How on Earth do we do that on the budget of an unemployed loser? Certainly we couldn't afford to get scuba certified, or a plane ticket to the Australian reef to come face to face with a Great White.
Our answer came from a rather unlikely, and somewhat non-preferred source - the dreaded Mall of America. UnderwaterWorld, nestled in the basement of the most dreaded mall to all Minnesotans, is home to 5,000 creatures roaming 1.2 million gallons of water. Only one problem. Money.
To swim or scuba with the sharks would set us back quite a bit...nearly as much as skydiving if not more. So we scaled things back and decided to feed the sharks instead.
We both arrived with little adrenaline compared to the feeling we had when we were about to jump out of a perfectly good airplane at 13,000 feet. "Oh, wow, yeah, going to throw some chopped up fish into the water and see a shark eat it," I was thinking to myself.
After a short tour of the facilities, including the lab where they study dead fish and the kitchen where they chop up dead fish for nourishment, we were above the shark tanks, being told the intricacies of properly feeding a nurse shark, a brown tiger shark, and a black-tip reef shark.
I was up first, and after being strapped into a harness (just in case, nobody has fallen into the tank, yet) and another reminder of how to feed them (hold the headless mackerel firmly in the feeding pole until just a few seconds before the shark comes near it, then release. If the shark grabs on to the pole, let go of the pole, etc. etc.), a large tiger shark neared the area where I was moving the fish around about a foot under the water.

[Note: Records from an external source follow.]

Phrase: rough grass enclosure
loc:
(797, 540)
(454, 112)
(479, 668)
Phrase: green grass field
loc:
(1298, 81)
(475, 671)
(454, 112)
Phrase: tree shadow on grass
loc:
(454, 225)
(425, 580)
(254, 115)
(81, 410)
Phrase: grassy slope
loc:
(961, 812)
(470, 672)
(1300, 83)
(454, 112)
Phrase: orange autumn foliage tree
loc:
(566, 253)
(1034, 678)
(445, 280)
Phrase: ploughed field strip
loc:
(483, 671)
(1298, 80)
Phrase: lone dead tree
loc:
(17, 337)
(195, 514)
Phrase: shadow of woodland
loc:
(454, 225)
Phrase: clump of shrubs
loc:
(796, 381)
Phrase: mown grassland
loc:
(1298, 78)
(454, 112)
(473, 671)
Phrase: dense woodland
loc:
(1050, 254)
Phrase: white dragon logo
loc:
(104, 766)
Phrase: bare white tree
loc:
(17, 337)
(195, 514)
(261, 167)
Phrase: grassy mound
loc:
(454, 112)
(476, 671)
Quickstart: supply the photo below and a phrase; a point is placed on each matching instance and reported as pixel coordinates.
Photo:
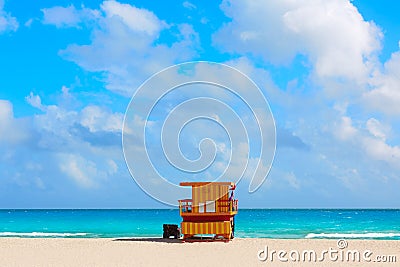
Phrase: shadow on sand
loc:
(151, 239)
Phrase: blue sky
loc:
(329, 69)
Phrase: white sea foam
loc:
(40, 234)
(353, 235)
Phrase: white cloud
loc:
(377, 129)
(189, 5)
(34, 101)
(385, 93)
(7, 22)
(137, 19)
(96, 119)
(332, 34)
(12, 130)
(345, 130)
(63, 17)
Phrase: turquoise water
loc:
(264, 223)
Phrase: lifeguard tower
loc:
(211, 211)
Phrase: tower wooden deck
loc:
(210, 211)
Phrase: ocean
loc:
(250, 223)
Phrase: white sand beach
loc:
(159, 252)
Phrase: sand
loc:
(160, 252)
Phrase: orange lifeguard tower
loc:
(211, 210)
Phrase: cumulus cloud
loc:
(12, 130)
(7, 22)
(385, 93)
(64, 17)
(126, 47)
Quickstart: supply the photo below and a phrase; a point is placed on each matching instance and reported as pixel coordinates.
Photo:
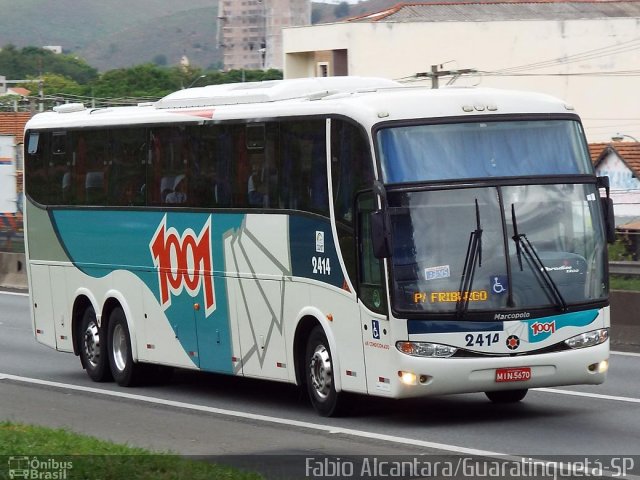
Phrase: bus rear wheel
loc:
(320, 376)
(125, 371)
(93, 347)
(507, 396)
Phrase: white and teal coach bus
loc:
(348, 235)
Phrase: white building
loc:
(620, 161)
(585, 52)
(250, 32)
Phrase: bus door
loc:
(375, 326)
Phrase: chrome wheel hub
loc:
(92, 344)
(119, 347)
(321, 372)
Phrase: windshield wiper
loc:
(472, 258)
(523, 245)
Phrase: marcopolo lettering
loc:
(184, 262)
(538, 328)
(511, 316)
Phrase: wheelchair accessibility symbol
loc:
(499, 284)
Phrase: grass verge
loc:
(62, 454)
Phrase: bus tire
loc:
(125, 372)
(319, 375)
(93, 347)
(507, 396)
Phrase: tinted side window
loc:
(304, 166)
(351, 171)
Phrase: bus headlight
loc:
(425, 349)
(589, 339)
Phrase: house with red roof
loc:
(620, 161)
(12, 128)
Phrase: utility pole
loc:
(436, 73)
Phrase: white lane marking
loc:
(18, 294)
(624, 354)
(599, 396)
(262, 418)
(313, 426)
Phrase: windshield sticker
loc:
(467, 296)
(375, 329)
(499, 284)
(434, 273)
(567, 268)
(513, 342)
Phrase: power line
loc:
(623, 47)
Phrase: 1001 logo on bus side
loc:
(184, 262)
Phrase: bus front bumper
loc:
(418, 376)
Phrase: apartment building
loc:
(250, 31)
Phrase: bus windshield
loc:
(482, 149)
(497, 248)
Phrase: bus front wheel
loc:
(125, 372)
(93, 347)
(320, 375)
(507, 396)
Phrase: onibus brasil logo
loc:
(184, 262)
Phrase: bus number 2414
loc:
(321, 265)
(481, 340)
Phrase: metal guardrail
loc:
(625, 268)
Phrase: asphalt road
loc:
(205, 414)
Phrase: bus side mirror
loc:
(381, 234)
(609, 219)
(607, 209)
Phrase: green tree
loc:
(33, 61)
(54, 84)
(145, 80)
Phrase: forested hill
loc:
(116, 33)
(110, 34)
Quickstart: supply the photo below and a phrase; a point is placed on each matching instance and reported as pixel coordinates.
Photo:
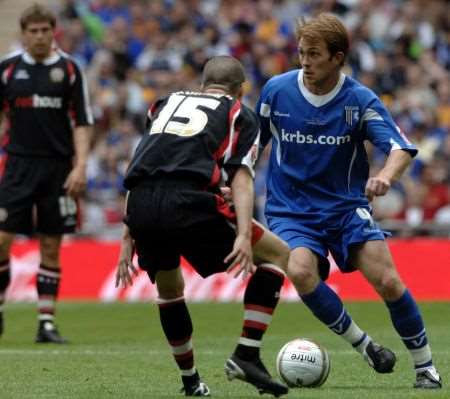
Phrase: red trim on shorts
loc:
(3, 160)
(270, 270)
(79, 214)
(255, 324)
(70, 70)
(9, 71)
(215, 178)
(166, 305)
(179, 342)
(184, 356)
(47, 311)
(224, 209)
(259, 308)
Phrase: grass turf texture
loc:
(118, 351)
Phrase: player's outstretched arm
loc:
(242, 194)
(125, 267)
(395, 166)
(75, 183)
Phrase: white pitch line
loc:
(89, 352)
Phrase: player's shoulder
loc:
(281, 82)
(249, 114)
(10, 58)
(362, 94)
(68, 59)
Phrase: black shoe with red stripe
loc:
(49, 334)
(254, 372)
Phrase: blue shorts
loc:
(333, 233)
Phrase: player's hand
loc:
(377, 186)
(241, 256)
(226, 194)
(125, 267)
(75, 183)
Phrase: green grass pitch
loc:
(118, 351)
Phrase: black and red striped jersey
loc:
(43, 102)
(201, 136)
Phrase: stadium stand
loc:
(134, 51)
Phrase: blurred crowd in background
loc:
(134, 51)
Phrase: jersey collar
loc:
(51, 59)
(319, 100)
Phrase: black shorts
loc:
(32, 197)
(170, 218)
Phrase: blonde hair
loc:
(37, 13)
(328, 28)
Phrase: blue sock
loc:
(328, 308)
(408, 322)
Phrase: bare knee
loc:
(271, 249)
(6, 240)
(50, 248)
(389, 285)
(170, 284)
(303, 274)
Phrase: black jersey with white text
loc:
(202, 136)
(42, 103)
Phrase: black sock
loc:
(177, 326)
(48, 280)
(260, 299)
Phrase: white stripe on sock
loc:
(249, 342)
(181, 349)
(45, 317)
(260, 317)
(188, 373)
(421, 355)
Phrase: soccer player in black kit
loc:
(197, 142)
(43, 97)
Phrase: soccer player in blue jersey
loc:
(319, 190)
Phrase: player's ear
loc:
(339, 57)
(240, 92)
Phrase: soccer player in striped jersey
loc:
(196, 142)
(319, 190)
(44, 99)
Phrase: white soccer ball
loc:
(303, 363)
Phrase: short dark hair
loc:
(37, 13)
(225, 71)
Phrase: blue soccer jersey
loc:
(318, 163)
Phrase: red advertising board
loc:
(89, 267)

I felt a gust of adrenaline as the shark got within a few feet of the fish. "Ok, Steve, don't screw this up, get ready to release, get ready to release, get ready to release." The next thing I know, the shark strikes from over 2 feet away in what seemed like a millisecond, swallowing the fish, and the pole, and trying to pull me into the water. The guide told me "let go, let go, let go" and I let go of the fish with the clamp on the pole. He again said "let go of the pole, let it go." It didn't process in my brain quick enough, and I was wrestling with a 400 pound plus beast who could, quite easily I might add, take off a limb or two from my finely aged human self.
As I let go of the fish, the shark chomped a few more times on the feeding pole and tugged a few good more times before I was able to pull it back out of the water, noticing my feet were covered with water from the shark's struggle.
While the adrenaline rush was nothing compared to skydiving in terms of longevity, it was every bit as intense as I realized, "Holy crap, I just fed and grappled with a shark, yet another thing I fear in the world."
After Mike did his feeding, we went back through the underwater tunnel to see the sharks we just fed from below. As we made our way through, we looked at the various sharks, and taunted them over our superior abilities through a very thick plexiglass tunnel. "Yeah, shark, you think you're bad? You're not so bad. I pwn3d you, shark!"
So now, Mike and I are planning our next adventures. Tattoos? The Running of the Bulls? Drinking the water in Mexico? The sky and the sea are the limit. But the bucket is getting filled.